16

……オレより、桃井の方が好きなんだ。


オレと比べて可愛いから。
拗ねたりしないから。
誰かと比べたりしないから。

…男じゃなくて、女だから。


「……う、」


勝手に考えて、落ち込む。

あれほど簡単に引き受けた理由なんて、それしか考えられない。


(…結局、オレじゃなくても良かったのか)


ぎゅうう…、


「…ぅ、」


今までにないくらい胸の奥が痛くなって、気持ちが重く沈む。

授業中、先生の言葉を聞き流しながら、ちらっと桃井を盗み見た。

普段に比べて、明らかに上機嫌な後姿。
朝はポニーテールだったはずの髪は、今はほどかれ、垂らされている。


……あの後、桃井は長い時間教室に戻ってこなかった。


けど、朝はちゃんと登校してきてたんだから確実に学校には居たはずで、

……だったらなんで、授業に出なかったんだろう。


(…さぼってまで、何してたんだ)


そればっかりが頭をせんりょうして…気にしないようにしようと思えば思うほど、気になってしまう。

桃井がいない間、…もしかしたら何かあったのかもしれないと心配になってきて、何度もさっきの空き教室に行こうかと思った。

椅子から立ち上がっては座り、廊下をぐるぐるしては立ち止まり。


でも、オレはもう関係ないしああもう気になるぐるぐると悩むこと数時間、


……――4限後の昼休み。


あっけなく桃井は戻ってきた。


「気分が悪くて、休んでたの。」


不在にしていた理由を友達にそう説明して

……しかも、さっくんも一緒だった。


「……(なんで、)」


ただでさえすらっとした長身に加えて羨ましいほど顔が整ってるのに、…今は更に保健室で先生をしているときと同じように白衣を羽織っている。

本人は無自覚らしいけど、大体の女子が好きだと言うそれらの要素は余計に周りの視線を集めていた。


皆が言うには、『甘い顔立ちのイケメンでしかも保健の先生でしかも白衣姿とかなんなのえっちすぎるでしょやばい咲人様に実技の授業してほしいされたいやばい』みたいだ。


……というか、今日は休みだったんじゃないのか。

そもそも、今日は女の養護教諭の先生だっているはずなのに、なんでさっくんが傍にいるんだよ。女子達がキャーキャーしてるのも全部色々まぜあわさってむっとしてしまう。
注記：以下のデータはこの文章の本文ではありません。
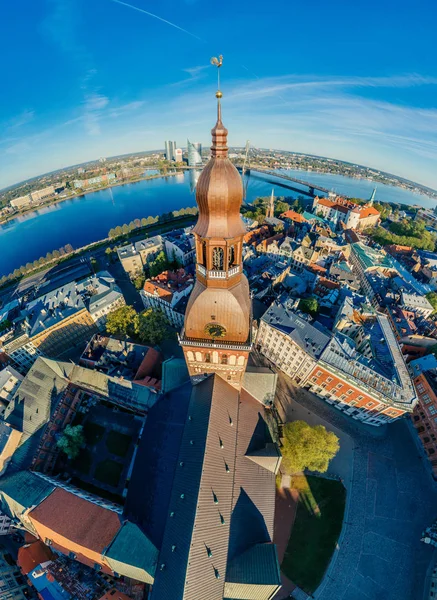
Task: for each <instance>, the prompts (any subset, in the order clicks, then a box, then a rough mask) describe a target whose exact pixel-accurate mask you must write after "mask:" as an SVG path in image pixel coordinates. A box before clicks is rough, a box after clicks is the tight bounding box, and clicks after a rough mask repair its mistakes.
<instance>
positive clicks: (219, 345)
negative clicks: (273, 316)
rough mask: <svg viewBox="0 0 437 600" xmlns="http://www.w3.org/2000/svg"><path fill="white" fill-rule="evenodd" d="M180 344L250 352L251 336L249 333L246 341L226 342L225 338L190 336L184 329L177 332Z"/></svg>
mask: <svg viewBox="0 0 437 600" xmlns="http://www.w3.org/2000/svg"><path fill="white" fill-rule="evenodd" d="M178 340H179V344H180V345H181V346H195V347H198V348H210V349H217V350H236V351H240V352H241V351H246V352H250V351H251V350H252V336H251V335H250V334H249V337H248V339H247V340H246V342H227V341H225V340H214V339H207V338H203V339H202V338H190V337H188V336H186V335H185V329H182V331H181V333H180V334H178Z"/></svg>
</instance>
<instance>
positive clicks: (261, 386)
mask: <svg viewBox="0 0 437 600" xmlns="http://www.w3.org/2000/svg"><path fill="white" fill-rule="evenodd" d="M277 380H278V375H277V374H276V373H274V372H273V371H272V370H271V369H268V368H260V367H248V368H247V370H246V372H245V374H244V377H243V384H242V385H243V388H244V389H245V390H247V391H248V393H249V394H251V396H253V398H255V399H256V400H258V402H261V403H262V404H269V403H270V402H273V400H274V399H275V391H276V382H277Z"/></svg>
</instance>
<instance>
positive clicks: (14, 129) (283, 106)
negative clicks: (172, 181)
mask: <svg viewBox="0 0 437 600" xmlns="http://www.w3.org/2000/svg"><path fill="white" fill-rule="evenodd" d="M25 4H26V6H27V7H28V11H27V12H28V18H27V19H26V21H25V22H24V23H20V27H22V28H23V29H22V32H21V35H20V38H18V36H16V31H15V27H14V26H12V27H9V28H8V30H7V31H5V32H4V35H3V36H2V44H4V45H5V48H4V52H5V53H6V51H7V50H8V56H10V59H9V61H8V64H7V65H6V73H5V82H6V85H7V88H8V94H7V95H5V96H4V97H3V98H2V99H1V100H0V105H1V108H2V115H3V118H2V120H1V125H0V127H1V134H0V150H1V151H2V154H3V161H2V166H1V167H0V187H1V188H3V187H6V186H9V185H12V184H14V183H17V182H19V181H22V180H25V179H28V178H30V177H34V176H38V175H40V174H41V173H44V172H49V171H53V170H56V169H58V168H62V167H66V166H67V165H72V164H76V163H82V162H86V161H88V160H92V159H95V158H98V157H99V156H109V155H119V154H125V153H130V152H137V151H142V150H152V149H156V148H160V147H161V145H162V141H161V140H162V139H169V138H172V139H174V138H176V139H187V137H189V138H190V139H196V140H198V141H200V142H201V143H203V144H205V143H206V142H207V141H208V140H207V136H206V135H205V132H207V131H208V130H209V121H208V117H209V115H208V101H207V99H208V98H210V94H211V92H212V91H213V90H214V89H215V85H216V83H215V74H214V72H213V70H212V69H211V68H210V67H209V58H210V56H211V55H213V54H216V53H217V52H220V51H222V52H223V54H225V60H226V65H227V69H226V77H225V78H224V81H223V91H224V94H225V101H226V114H227V122H228V123H229V125H230V126H232V138H231V139H230V143H231V145H234V146H242V145H244V143H245V141H246V139H250V140H251V141H252V143H253V144H254V146H256V147H264V148H269V147H271V148H277V149H283V150H291V151H296V152H302V153H308V154H316V155H321V156H327V157H331V158H337V159H340V160H346V161H350V162H357V163H360V164H364V165H368V166H371V167H374V168H378V169H382V170H384V171H388V172H391V173H394V174H396V175H399V176H402V177H405V178H407V179H411V180H414V181H417V182H419V183H421V184H424V185H427V186H430V187H434V188H436V187H437V177H436V175H435V174H434V173H435V172H436V170H435V166H436V162H437V158H436V157H437V151H436V150H437V109H436V106H435V88H436V85H437V75H436V73H435V65H434V64H433V61H432V47H431V40H432V35H431V34H432V31H431V23H432V18H430V19H426V20H424V19H423V18H422V16H421V12H420V11H416V12H415V13H414V14H412V15H409V18H408V19H405V18H404V17H405V16H406V15H405V14H404V12H403V9H402V8H401V9H399V10H397V11H396V13H395V14H394V13H391V12H390V11H388V10H387V9H386V10H384V11H383V10H379V11H378V21H377V22H376V23H375V22H372V24H371V26H370V27H369V28H368V30H365V29H364V28H363V29H362V30H359V31H356V24H357V23H358V22H359V19H361V18H362V17H361V11H360V7H358V6H357V7H350V6H348V9H347V10H345V7H346V4H345V3H344V2H340V3H338V5H337V6H336V7H334V8H333V7H329V8H328V7H318V9H317V10H318V13H319V16H320V18H318V19H317V22H313V21H312V18H313V15H312V14H311V12H310V11H309V9H308V8H306V7H302V6H299V7H289V6H287V5H285V3H284V5H283V6H282V7H280V9H281V15H280V18H279V15H278V14H277V13H274V14H267V15H264V14H263V18H262V19H260V18H259V10H260V8H259V7H257V6H256V5H255V6H253V5H252V4H251V5H249V4H248V2H245V1H244V0H243V2H241V3H239V5H238V7H234V8H233V19H232V22H230V21H229V19H228V18H227V10H226V8H227V3H226V2H225V3H222V5H221V9H220V11H214V12H212V9H211V8H210V7H207V6H202V5H201V3H199V2H195V1H194V2H192V1H191V2H186V3H183V4H181V5H180V6H173V5H172V4H173V3H172V2H164V3H160V5H159V6H158V5H154V6H152V5H150V6H149V5H147V6H145V5H144V4H143V3H142V2H140V1H138V2H134V3H124V2H115V1H114V0H113V1H110V0H106V1H104V0H96V2H94V3H93V4H92V6H86V10H85V5H84V4H83V3H74V4H73V3H72V2H70V1H69V0H54V1H53V2H50V3H47V4H45V5H43V6H42V7H37V6H32V5H31V4H30V3H29V2H26V3H25ZM371 4H372V3H371ZM229 7H230V5H229ZM375 7H376V4H375ZM371 8H372V6H371V5H370V6H368V9H369V10H368V12H371ZM146 9H147V10H146ZM149 9H150V11H151V12H149ZM5 10H6V22H10V23H13V22H16V23H19V22H20V20H19V18H18V16H19V15H18V10H19V9H18V7H13V6H12V5H8V6H7V7H6V8H5ZM21 10H22V7H21V8H20V11H21ZM430 10H431V11H434V10H435V9H434V8H431V7H430ZM97 19H98V20H99V23H100V27H99V28H97V27H96V26H95V24H96V22H97ZM212 19H213V20H212ZM310 19H311V21H309V20H310ZM290 23H291V24H292V26H293V25H294V27H293V37H292V44H291V45H290V38H289V35H288V33H287V32H288V31H289V28H290ZM205 30H208V31H211V30H212V33H218V32H223V31H224V32H225V35H222V36H221V37H223V39H222V40H221V41H220V44H219V46H220V47H219V48H216V44H215V43H214V44H211V42H206V41H204V39H203V37H202V32H203V31H205ZM237 31H238V37H237V35H236V33H237ZM332 31H335V34H332ZM403 34H405V35H407V34H408V36H409V37H408V39H409V44H408V49H407V48H406V46H405V44H404V42H403V41H402V40H404V39H406V38H405V35H403ZM199 38H200V39H199ZM18 39H20V43H19V44H18V41H17V40H18ZM23 39H24V40H25V42H24V43H23V41H22V40H23ZM237 39H238V42H236V41H234V40H237ZM254 40H257V43H258V42H260V41H262V42H263V43H262V44H261V47H260V48H259V49H256V50H254V44H253V42H254ZM321 46H322V47H323V62H322V61H321V59H320V55H321V54H320V49H321ZM411 47H414V48H415V51H414V52H413V53H412V52H411V50H410V49H411ZM30 48H31V49H32V51H31V52H29V49H30ZM160 49H161V50H160ZM11 50H12V51H11ZM164 50H165V51H164ZM157 51H159V52H158V54H157ZM169 51H170V54H171V53H174V56H175V57H177V58H173V57H171V56H170V55H169ZM41 67H42V68H43V69H44V68H46V71H47V72H46V75H45V76H44V79H43V81H44V85H41ZM17 73H19V74H20V76H19V77H18V76H17ZM55 74H56V76H54V75H55Z"/></svg>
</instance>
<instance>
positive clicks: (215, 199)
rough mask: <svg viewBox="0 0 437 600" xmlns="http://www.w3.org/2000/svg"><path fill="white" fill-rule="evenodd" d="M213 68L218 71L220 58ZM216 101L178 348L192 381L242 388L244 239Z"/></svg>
mask: <svg viewBox="0 0 437 600" xmlns="http://www.w3.org/2000/svg"><path fill="white" fill-rule="evenodd" d="M214 60H216V61H217V59H214ZM214 64H216V65H217V66H218V67H220V66H221V57H220V62H218V61H217V62H216V63H214ZM216 97H217V123H216V124H215V127H214V128H213V129H212V131H211V133H212V147H211V159H210V160H209V162H208V164H207V165H206V166H205V168H204V169H203V171H202V173H201V175H200V177H199V181H198V183H197V188H196V201H197V205H198V207H199V218H198V221H197V224H196V226H195V227H194V230H193V232H194V236H195V241H196V284H195V286H194V289H193V291H192V292H191V296H190V299H189V301H188V306H187V310H186V314H185V323H184V328H183V330H182V333H181V336H180V344H181V346H182V348H183V351H184V355H185V360H186V362H187V365H188V370H189V373H190V376H191V377H193V378H201V377H203V376H204V375H205V374H207V373H217V374H218V375H220V376H221V377H223V379H225V380H226V381H228V382H229V383H230V384H232V385H233V386H234V387H236V388H240V386H241V382H242V379H243V375H244V372H245V370H246V365H247V359H248V356H249V352H250V350H251V347H252V342H251V301H250V295H249V284H248V282H247V279H246V276H245V275H244V274H243V260H242V251H243V236H244V234H245V233H246V229H245V227H244V225H243V222H242V220H241V217H240V206H241V203H242V200H243V185H242V181H241V177H240V175H239V173H238V171H237V169H236V168H235V167H234V165H233V164H232V163H231V161H230V160H229V158H228V147H227V135H228V131H227V129H226V128H225V127H224V125H223V123H222V114H221V103H220V99H221V97H222V93H221V92H220V91H218V92H217V93H216Z"/></svg>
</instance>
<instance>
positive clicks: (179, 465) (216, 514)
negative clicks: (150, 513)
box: [152, 375, 239, 600]
mask: <svg viewBox="0 0 437 600" xmlns="http://www.w3.org/2000/svg"><path fill="white" fill-rule="evenodd" d="M238 396H239V394H238V391H237V390H236V389H235V388H233V387H232V386H231V385H229V384H228V383H227V382H226V381H225V380H223V379H221V377H219V376H218V375H213V376H210V377H208V378H206V379H205V380H203V381H202V382H200V383H199V384H197V385H195V386H194V387H193V394H192V397H191V402H190V406H189V409H188V420H187V423H186V426H185V430H184V434H183V438H182V444H181V449H180V453H179V458H178V464H177V467H176V475H175V480H174V484H173V491H172V496H171V501H170V506H169V514H168V519H167V526H166V529H165V534H164V540H163V544H162V549H161V553H160V556H159V565H158V571H157V576H156V580H155V584H154V586H153V591H152V599H153V600H155V599H159V600H166V599H167V598H168V599H172V600H173V599H174V598H178V599H179V600H181V599H184V600H199V599H200V598H208V600H222V598H223V588H224V578H225V573H226V564H227V550H228V536H229V527H230V520H231V508H232V489H233V477H232V473H233V471H234V461H235V445H236V436H237V423H238V404H239V402H238ZM209 553H211V554H212V556H209Z"/></svg>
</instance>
不機嫌オーラを出すオレなんてそっちのけにして、教室の扉の方でなされる会話。

見なければ良いのに、…意識はそっちに吸い寄せられてしまう。


「……ぁ、」


お礼を言って見上げる桃井にさっくんは微笑み、それに対して桃井は嬉しそうに笑って顔を赤くしていた。


「……っ、」


……そんな、…いつもと違う二人の空気感に、意味のわからない不快感が募る。